デザイナーズマンションとはいったいどんな物件?

そもそも「デザイナーズマンション」とは、いったいどういった物件のことを指すフレーズなのか見聞きしたことはありますでしょうか? 実は、はっきりとした定義は今日でも存在しないのです。

ひとつの例としてウィキペディアでは、「建築家のコンセプトが前面に表れた集合住宅(マンション)」と定められています。

しかし、どういうマンションにもそれを設計した人、わかりやすく言うと建築家やデザイナーと言える人が存在するでしょうし、ある程度のコンセプトはあるはず。

それとデザイナーズマンションの違いがわからないという人も多いでしょう。
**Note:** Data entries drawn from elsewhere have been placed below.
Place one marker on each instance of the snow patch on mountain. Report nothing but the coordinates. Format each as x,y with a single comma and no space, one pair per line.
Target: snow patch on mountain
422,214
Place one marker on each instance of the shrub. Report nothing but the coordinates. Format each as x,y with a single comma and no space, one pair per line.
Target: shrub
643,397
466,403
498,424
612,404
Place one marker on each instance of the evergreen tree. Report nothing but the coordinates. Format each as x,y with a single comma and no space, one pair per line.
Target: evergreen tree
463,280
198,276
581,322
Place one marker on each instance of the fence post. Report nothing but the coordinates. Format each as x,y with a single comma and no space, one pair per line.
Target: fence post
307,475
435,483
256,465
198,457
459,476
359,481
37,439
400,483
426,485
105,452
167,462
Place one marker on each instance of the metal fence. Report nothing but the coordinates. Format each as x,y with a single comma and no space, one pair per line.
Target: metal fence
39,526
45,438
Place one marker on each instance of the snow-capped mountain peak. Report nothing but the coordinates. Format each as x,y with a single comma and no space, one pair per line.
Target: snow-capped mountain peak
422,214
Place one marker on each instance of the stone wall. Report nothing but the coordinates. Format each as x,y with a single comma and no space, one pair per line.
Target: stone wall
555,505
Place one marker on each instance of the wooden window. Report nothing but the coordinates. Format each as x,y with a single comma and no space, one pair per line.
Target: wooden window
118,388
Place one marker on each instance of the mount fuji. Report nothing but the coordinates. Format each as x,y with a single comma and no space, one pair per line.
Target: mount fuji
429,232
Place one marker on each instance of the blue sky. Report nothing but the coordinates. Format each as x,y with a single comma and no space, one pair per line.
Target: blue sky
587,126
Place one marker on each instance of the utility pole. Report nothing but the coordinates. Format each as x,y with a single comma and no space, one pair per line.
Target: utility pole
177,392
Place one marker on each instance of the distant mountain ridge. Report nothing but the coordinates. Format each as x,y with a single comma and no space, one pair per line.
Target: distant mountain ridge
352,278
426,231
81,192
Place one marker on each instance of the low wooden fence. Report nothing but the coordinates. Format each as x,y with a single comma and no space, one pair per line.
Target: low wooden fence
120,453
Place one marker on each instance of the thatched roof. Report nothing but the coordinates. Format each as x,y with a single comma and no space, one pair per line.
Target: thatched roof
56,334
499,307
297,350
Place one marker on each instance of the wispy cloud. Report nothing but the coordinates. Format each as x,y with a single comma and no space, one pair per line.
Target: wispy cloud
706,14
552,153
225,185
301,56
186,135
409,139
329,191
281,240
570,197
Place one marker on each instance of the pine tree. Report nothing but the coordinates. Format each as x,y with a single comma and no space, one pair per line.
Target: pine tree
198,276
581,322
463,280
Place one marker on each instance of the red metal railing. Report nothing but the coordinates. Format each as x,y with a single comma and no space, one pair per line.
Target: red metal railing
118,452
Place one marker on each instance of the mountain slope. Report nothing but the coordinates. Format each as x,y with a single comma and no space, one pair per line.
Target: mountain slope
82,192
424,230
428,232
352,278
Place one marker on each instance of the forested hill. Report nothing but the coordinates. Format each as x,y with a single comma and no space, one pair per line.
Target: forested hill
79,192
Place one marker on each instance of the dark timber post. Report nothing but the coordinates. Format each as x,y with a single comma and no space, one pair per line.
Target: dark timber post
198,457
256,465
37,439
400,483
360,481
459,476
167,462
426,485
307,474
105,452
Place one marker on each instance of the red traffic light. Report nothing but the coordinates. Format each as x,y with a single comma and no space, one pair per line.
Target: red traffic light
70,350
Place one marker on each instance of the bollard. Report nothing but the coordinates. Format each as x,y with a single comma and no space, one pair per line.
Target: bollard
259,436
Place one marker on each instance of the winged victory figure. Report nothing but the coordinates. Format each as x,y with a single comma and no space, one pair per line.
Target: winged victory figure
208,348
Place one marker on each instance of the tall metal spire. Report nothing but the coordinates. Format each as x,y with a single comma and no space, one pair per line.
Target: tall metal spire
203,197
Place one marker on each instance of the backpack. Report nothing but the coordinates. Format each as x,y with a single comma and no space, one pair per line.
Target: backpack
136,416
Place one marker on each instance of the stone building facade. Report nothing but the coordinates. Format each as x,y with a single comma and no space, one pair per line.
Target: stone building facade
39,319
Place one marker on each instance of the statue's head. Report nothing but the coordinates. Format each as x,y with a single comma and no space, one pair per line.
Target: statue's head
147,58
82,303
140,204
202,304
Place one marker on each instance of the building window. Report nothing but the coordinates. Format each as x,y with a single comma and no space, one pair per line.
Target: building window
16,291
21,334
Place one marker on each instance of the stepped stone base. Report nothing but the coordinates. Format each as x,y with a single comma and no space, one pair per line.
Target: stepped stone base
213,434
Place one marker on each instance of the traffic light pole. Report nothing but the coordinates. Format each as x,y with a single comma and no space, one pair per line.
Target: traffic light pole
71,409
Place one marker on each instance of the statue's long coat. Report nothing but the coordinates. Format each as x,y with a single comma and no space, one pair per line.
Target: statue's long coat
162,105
具体的にいうと、何をもって「デザイナーズ」と呼んでいるのでしょうか。

重要なのはコンセプト
一括りにしてコンセプトといっても、内容はさまざま。

「ファミリー向け」や「高齢者が住みやすい家」、または「ローコストで建てられる」など、はっきりとしたコンセプトも多いですが、デザイナーズマンションの場合、具体的ではない感じの言葉で表現されることもかなりあります。

建築雑誌などで設計の意図やコンセプトが紹介されたりもしますが、閲覧してもよくわからなかった、そんな人もいらっしゃることでしょう。
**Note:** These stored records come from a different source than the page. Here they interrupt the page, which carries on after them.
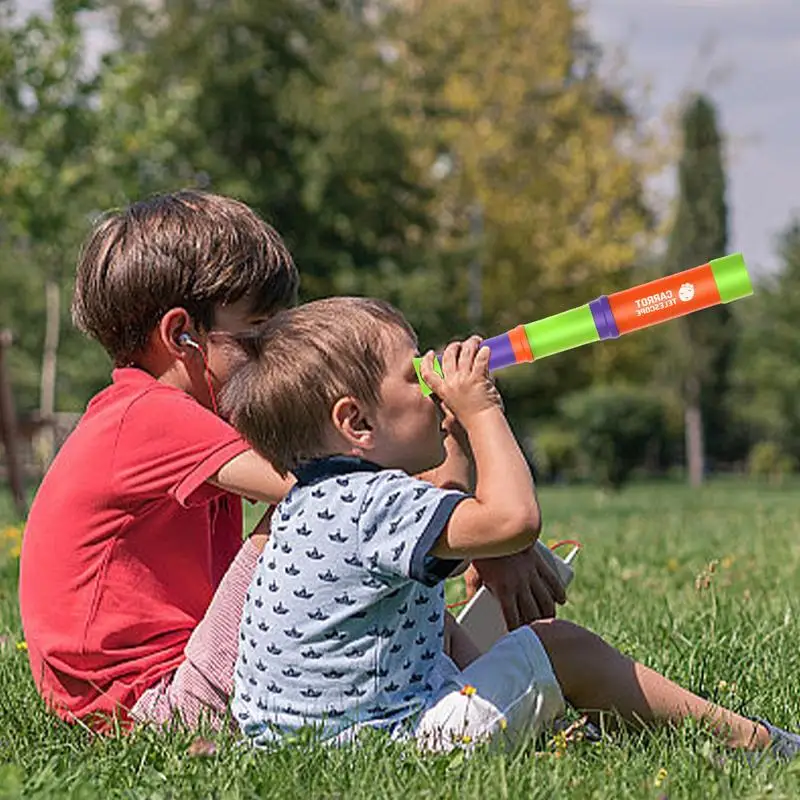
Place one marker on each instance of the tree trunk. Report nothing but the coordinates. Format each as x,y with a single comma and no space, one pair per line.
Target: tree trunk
693,420
47,394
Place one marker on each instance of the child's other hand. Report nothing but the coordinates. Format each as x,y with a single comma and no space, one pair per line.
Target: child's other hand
466,389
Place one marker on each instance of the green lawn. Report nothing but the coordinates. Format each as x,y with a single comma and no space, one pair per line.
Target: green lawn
702,586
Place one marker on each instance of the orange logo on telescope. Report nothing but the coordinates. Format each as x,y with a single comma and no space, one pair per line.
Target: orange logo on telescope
663,299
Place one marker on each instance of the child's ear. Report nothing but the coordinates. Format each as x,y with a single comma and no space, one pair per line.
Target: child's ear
351,421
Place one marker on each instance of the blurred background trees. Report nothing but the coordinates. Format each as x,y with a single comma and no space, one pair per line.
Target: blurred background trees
465,159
さらに、インテリアは当然の事外観、周辺の環境との関係性など、ありとあらゆる要素がひとつのコンセプトのもとに設計されていることが多いのも、特殊性のひとつだといえるでしょう。

コンセプトが秀でており、しかもそれがきちんと実現されていると、グッドデザイン賞を代表とする建築・デザインの賞を受賞することもあります。

また、建築家の個性や考えが全面に出現していて、初見で見ただけで誰が設計したかわかるといった感じの物件も多いです。

ただし、これらは一般論であって、デザイナーズマンションと言われている物件すべてに相当するわけではありません。

どこにでもあるようなマンションよりもちょっと内装がおしゃれなだけで、デザイナーズマンションにカテゴリー化されることもあります。

ポータルサイト等でデザイナーズマンション 大阪、あるいはデザイナーズマンション 名古屋などのキーワードで探すときは、どんな風な定義で区分けしているのかをチェックしましょう。

とりわけ賃貸のデザイナーズ物件をお探しの方は、「デザイナーズ」と標榜しているのに、家賃が相場より安めに設定されている場合は気を付ける必要があります。

ありきたりな物件に、ほんの少し凝ったインテリアリノベーションをしただけ、というものもあるからです。家賃が安いことは正直言って魅惑的ですが、安い理由をきちんと探りましょう。